As ChatGPT approaches its third anniversary, a growing number of retail investors are turning to AI-powered chatbots for stock selection, fueling a boom in the robo-advisory market. However, even proponents of this technology caution that it’s a high-risk strategy and not yet a replacement for traditional financial advisors. Robo-advisors encompass companies providing automated, algorithm-driven financial advice, including fintech firms, banks, and wealth managers.
According to Research and Markets, the robo-advisory market is projected to surge from $61.75 billion last year to $470.91 billion in 2029, marking an approximate 600% increase. Jeremy Leung, a former UBS analyst, has been using ChatGPT to aid investment decisions since losing his job. He notes that while these tools can replicate workflows and offer investment analysis, they may miss crucial insights due to paywalls and limited data access.
About half of retail investors surveyed indicated they would consider using AI tools like ChatGPT or Google’s Gemini to manage their portfolios, with 13% already doing so, according to an eToro survey. However, ChatGPT itself warns against relying on it for professional financial advice. eToro’s UK managing director, Dan Moczulski, advises using AI platforms specifically trained to analyse markets, noting that general AI models can be unreliable.

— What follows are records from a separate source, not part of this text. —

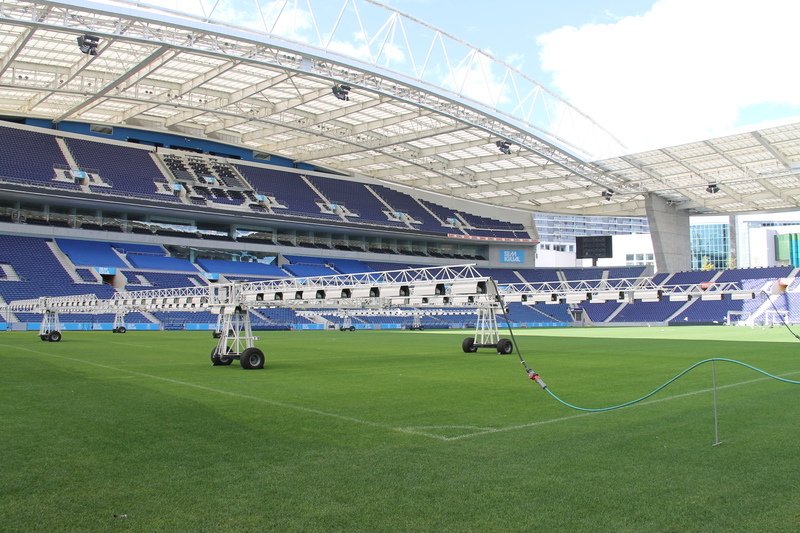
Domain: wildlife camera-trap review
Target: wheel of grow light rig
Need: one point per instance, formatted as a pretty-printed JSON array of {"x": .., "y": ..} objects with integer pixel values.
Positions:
[
  {"x": 219, "y": 360},
  {"x": 252, "y": 359},
  {"x": 469, "y": 345},
  {"x": 505, "y": 346}
]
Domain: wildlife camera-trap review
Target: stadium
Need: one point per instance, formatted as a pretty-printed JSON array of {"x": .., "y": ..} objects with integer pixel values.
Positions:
[{"x": 364, "y": 226}]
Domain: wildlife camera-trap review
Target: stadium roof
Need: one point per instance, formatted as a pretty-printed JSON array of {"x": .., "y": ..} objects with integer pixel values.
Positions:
[{"x": 418, "y": 107}]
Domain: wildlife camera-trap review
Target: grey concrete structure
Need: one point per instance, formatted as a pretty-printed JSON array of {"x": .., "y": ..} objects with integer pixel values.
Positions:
[{"x": 669, "y": 229}]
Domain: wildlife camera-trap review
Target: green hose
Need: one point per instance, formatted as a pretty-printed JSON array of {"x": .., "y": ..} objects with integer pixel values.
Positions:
[{"x": 667, "y": 383}]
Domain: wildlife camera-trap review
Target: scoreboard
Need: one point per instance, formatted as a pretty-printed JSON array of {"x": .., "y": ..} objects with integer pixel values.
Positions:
[{"x": 593, "y": 247}]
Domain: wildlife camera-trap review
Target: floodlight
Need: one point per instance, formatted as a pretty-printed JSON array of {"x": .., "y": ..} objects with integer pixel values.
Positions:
[
  {"x": 88, "y": 44},
  {"x": 503, "y": 146},
  {"x": 341, "y": 91}
]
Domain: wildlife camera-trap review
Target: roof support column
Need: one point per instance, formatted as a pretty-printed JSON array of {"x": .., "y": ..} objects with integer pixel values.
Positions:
[{"x": 669, "y": 231}]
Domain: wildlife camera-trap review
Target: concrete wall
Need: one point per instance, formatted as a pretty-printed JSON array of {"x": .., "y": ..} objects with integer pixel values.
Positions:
[{"x": 669, "y": 229}]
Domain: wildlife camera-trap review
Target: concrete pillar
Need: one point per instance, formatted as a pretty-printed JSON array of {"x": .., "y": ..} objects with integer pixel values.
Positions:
[{"x": 669, "y": 230}]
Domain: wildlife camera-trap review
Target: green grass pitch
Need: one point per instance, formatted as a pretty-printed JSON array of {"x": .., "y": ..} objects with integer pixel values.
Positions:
[{"x": 382, "y": 431}]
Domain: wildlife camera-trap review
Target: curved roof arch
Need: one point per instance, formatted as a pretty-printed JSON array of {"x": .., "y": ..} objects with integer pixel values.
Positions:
[{"x": 268, "y": 83}]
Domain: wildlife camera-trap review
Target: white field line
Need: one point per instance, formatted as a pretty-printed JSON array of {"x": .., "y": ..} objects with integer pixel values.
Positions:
[{"x": 412, "y": 430}]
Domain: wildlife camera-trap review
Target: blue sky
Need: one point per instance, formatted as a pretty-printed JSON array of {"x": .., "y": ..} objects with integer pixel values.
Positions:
[{"x": 653, "y": 73}]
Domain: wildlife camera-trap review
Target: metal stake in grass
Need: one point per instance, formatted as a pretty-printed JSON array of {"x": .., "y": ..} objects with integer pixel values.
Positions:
[{"x": 717, "y": 442}]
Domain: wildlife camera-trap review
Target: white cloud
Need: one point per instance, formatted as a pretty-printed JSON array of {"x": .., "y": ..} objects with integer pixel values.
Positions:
[{"x": 680, "y": 72}]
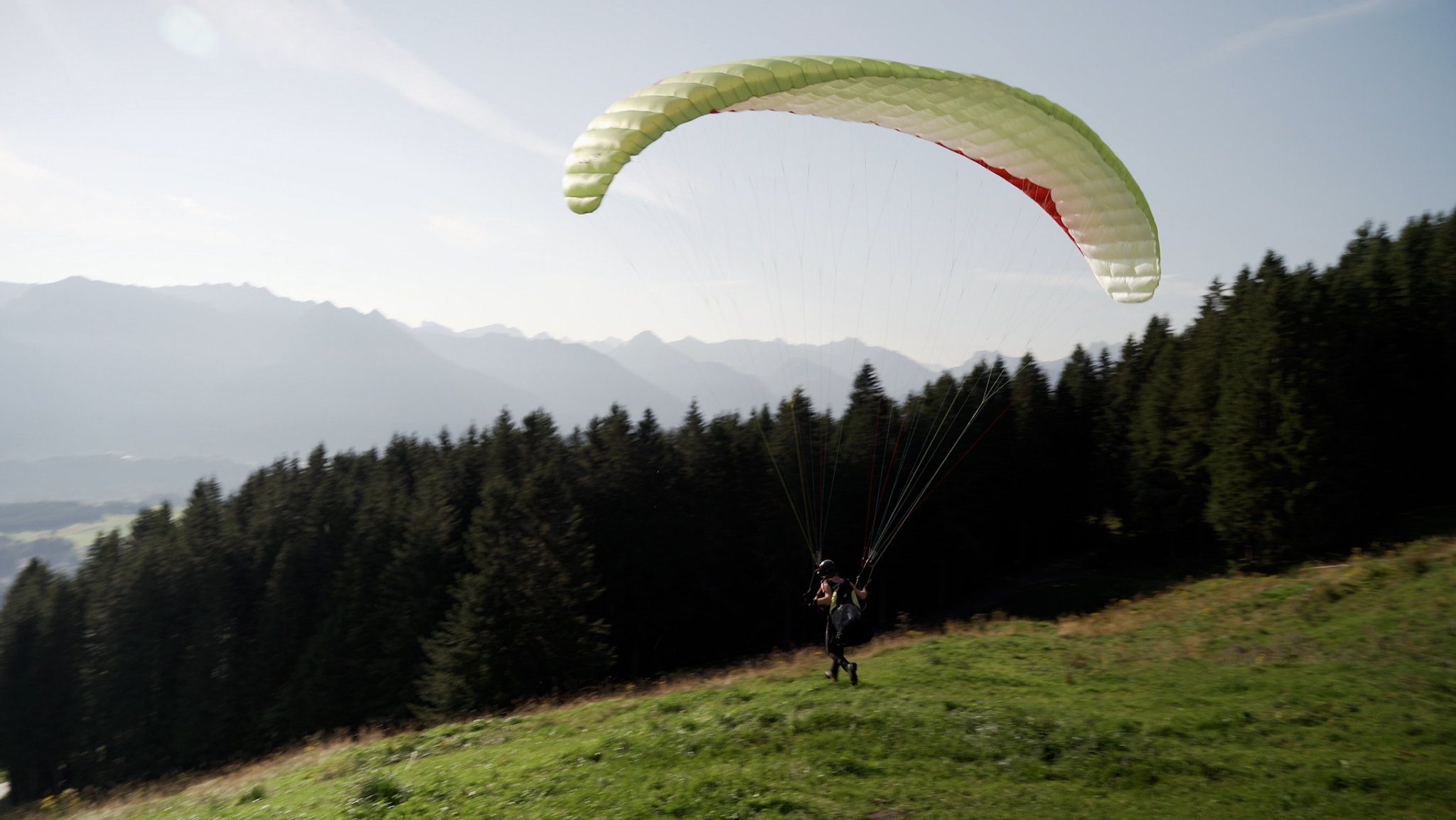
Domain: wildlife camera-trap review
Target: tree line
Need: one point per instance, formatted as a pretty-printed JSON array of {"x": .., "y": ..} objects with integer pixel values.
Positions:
[{"x": 1297, "y": 414}]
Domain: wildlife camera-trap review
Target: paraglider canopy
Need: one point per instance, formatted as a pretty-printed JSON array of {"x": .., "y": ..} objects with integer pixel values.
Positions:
[{"x": 1037, "y": 146}]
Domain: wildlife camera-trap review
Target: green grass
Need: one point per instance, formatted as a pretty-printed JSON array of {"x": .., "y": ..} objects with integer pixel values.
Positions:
[
  {"x": 1325, "y": 692},
  {"x": 79, "y": 535}
]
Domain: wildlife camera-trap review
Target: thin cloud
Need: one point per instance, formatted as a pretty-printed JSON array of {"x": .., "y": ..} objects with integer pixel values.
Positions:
[
  {"x": 36, "y": 201},
  {"x": 16, "y": 168},
  {"x": 481, "y": 232},
  {"x": 1283, "y": 28},
  {"x": 326, "y": 36}
]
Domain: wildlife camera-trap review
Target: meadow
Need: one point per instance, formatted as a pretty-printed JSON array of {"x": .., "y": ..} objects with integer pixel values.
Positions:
[{"x": 1327, "y": 691}]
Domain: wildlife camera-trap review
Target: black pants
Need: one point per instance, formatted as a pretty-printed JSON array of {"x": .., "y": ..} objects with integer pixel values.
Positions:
[{"x": 835, "y": 649}]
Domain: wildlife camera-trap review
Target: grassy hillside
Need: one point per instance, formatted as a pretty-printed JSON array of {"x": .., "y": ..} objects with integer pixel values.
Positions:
[{"x": 1325, "y": 692}]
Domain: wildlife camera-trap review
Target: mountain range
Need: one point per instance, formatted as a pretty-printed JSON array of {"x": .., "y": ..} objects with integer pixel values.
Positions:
[{"x": 111, "y": 392}]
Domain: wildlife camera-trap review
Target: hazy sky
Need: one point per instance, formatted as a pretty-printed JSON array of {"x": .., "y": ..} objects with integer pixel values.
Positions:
[{"x": 407, "y": 158}]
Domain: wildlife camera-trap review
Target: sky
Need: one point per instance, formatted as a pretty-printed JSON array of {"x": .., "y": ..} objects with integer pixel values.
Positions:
[{"x": 407, "y": 158}]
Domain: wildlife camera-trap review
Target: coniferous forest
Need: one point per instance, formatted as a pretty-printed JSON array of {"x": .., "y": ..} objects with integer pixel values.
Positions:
[{"x": 1300, "y": 414}]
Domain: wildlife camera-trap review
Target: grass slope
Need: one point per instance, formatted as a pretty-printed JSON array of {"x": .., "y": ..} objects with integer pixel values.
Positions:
[{"x": 1325, "y": 692}]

While a hypothetical basket of stocks selected by ChatGPT in March 2023 outperformed the average of the UK’s top funds, experts caution that using AI for stock picking requires financial knowledge and carries significant risks. As markets continue to rise, there are concerns that investors using AI may not be prepared to manage potential losses during market downturns, highlighting the importance of risk management and informed decision-making.